Open Access

Blast crisis Ph+ chronic myeloid leukemia with NUP98/HOXA13 up-regulating MSI2

  • Danika Di Giacomo1,
  • Valentina Pierini1,
  • Gianluca Barba1,
  • Veronica Ceccarelli2,
  • Alba Vecchini2 and
  • Cristina Mecucci1Email author
Molecular Cytogenetics20147:42

https://doi.org/10.1186/1755-8166-7-42

Received: 17 April 2014

Accepted: 13 June 2014

Published: 20 June 2014

Abstract

Background

Musashi2(Msi2)-Numb pathway de-regulation is a molecular mechanism underlying the transition of chronic phase Ph + CML to deadly blast crisis, particularly in cases with a NUP98/HOXA9 fusion from a t(7;11)(p15;p15). This study provides new insights on the mechanisms cooperating in driving MSI2 over-expression and progression of Ph-positive CML.

Results

Herein we describe a t(7;11)(p15;p15) originating a NUP98 fusion with HOXA13, at 7p15, in a 39 year-old man in blast crisis of Ph-positive CML. Both MSI2 and HOXA9 were evaluated by quantitative RT-PCR in our patient and in a series of haematological malignancies. Up-regulation of both genes emerged only in the presence of NUP98/HOXA13 gene fusion. However, over-expression of MSI2, but not HOXA9, was found in 2 cases of Ph + blast crisis with additional chromosome aberrations other than t(7;11). To determine the mechanisms underlying MSI2 over-expression in our patient we performed Chromatin Immunoprecipitation and found that NUP98/HOXA13 fusion protein deregulates MSI2 gene by binding its promoter.

Conclusions

To the best of our knowledge, this is the first molecular characterization of NUP98/HOXA13 fusion in blast crisis of Ph + CML. Our findings suggest cooperative mechanisms of MSI2 over-expression driven by HOXA proteins and strongly supports MSI2 as a prognostic marker and a candidate in target treatment of CML.

Keywords

Blast crisis CML Fusion transcript MSI2 HOXA genes

Background

MSI2 gene (17q22) is a member of the Musashi (Msi) family, which is well conserved during mammals evolution and distributed in the stem cell compartment of neural [1], hematopoietic [2], pancreatic [3] and epithelial tissues [4, 5]. Two translocations involving MSI2 gene at 17q22 have been described in myeloid malignancies [6, 7] and more than 50 point mutations have been reported in solid tumors and cell lines (COSMIC database [8], cBioPortal for Cancer Genomics [9]) [10]. Msi2 expression is activated by cooperation between HoxA9 and Meis1 in Meis1-immortalized hematopoietic progenitors [11]. In chronic myeloid leukemia (CML) Ito et al. [12] showed the Nup98/HoxA9 fusion contributed to blast crisis through HoxA9 homeodomain binding to the Msi2 promoter resulting in gene over-expression, down-regulation of the Notch1 inhibitor Numb, and loss of the proliferation/differentiation equilibrium in hematopoietic stem cells (HSCs) [13]. De-regulation of the Musashi-Numb-Notch1 signaling axis is associated with poor prognosis in CML [12], acute myeloid leukemia (AML) [14] and B-cell acute lymphoblastic leukemia (B-ALL) [15]. In addition to HOXA9, two genes of the HOXA cluster at 7p15, i.e., HOXA11[16] and HOXA13[17], rearrange with NUP98 in leukemia.

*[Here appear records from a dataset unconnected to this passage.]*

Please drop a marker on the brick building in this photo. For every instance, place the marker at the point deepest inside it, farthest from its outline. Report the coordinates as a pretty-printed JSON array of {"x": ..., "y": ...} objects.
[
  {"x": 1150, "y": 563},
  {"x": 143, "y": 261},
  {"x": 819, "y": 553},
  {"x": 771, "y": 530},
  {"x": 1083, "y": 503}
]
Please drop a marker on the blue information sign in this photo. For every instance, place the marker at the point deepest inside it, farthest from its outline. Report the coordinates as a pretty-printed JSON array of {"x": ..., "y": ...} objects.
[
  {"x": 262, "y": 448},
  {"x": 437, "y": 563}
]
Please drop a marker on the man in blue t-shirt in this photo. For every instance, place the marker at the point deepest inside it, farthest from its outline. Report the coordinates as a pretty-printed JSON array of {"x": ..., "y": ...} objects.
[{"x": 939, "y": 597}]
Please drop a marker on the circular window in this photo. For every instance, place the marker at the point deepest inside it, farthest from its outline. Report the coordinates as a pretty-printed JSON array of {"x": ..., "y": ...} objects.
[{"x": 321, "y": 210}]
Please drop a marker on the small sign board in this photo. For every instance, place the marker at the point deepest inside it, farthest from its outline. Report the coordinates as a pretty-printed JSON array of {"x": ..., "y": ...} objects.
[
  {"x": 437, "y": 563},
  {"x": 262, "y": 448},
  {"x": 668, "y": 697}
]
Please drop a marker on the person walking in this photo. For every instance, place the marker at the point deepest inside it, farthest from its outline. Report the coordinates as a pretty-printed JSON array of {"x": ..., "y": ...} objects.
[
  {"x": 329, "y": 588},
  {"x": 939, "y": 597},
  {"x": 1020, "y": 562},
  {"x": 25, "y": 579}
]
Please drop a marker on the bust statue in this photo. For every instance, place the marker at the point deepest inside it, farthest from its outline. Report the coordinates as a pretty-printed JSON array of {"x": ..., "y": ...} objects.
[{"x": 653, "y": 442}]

All fusion transcripts contain the NUP98 N-terminal, with the FG/GLFG domains, that mediate both RNA and protein transport, and the HOX homeodomain, with its DNA binding ability [18]. Thus all these chimeric proteins exhibit their oncogenic potential via transcriptional activation of downstream genes [19]. Remarkably a single t(7;11)(p15;p15) can produce more than one NUP98/HOXA fusion [16]. We investigated MSI2 regulation in the first case of Ph-positive CML in blast crisis with t(7;11) and NUP98/HOXA13 fusion gene.

Case presentation

Patient

A 39 year-old man was referred to our department because of leukocytosis, mild anemia, and thrombocytopenia (WBC 180000/mmc, Hb 11.8 g/dl, PLT 130000/mmc) associated with splenomegaly. Chronic Myeloid Leukemia in Blast Crisis was diagnosed on peripheral blood and bone marrow smears. Karyotype was 46,XY,t(9;22)(q34;q11)[6]/46,XY,t(9;22)(q34;q11),t(7;11)(p15;p15) [9]. Hydroxyurea therapy followed by Dasatinib 140 mg/day (40 days), were unsuccessful. The patient did not respond to high-dose ARA-C (3 g/m2/day, on days 1-3-5-7) and Daunorubicin (50 mg/m2/day on days 1-3-5). Rescue chemotherapy with Clofarabine (40 mg/m2/day on days 1–5) and Gemtuzumab-Ozogamicin (3 mg/m2/day on day 6) induced prolonged aplasia. Four months after diagnosis the patient underwent unsuccessful bone marrow transplantation from a HLA haploidentical brother.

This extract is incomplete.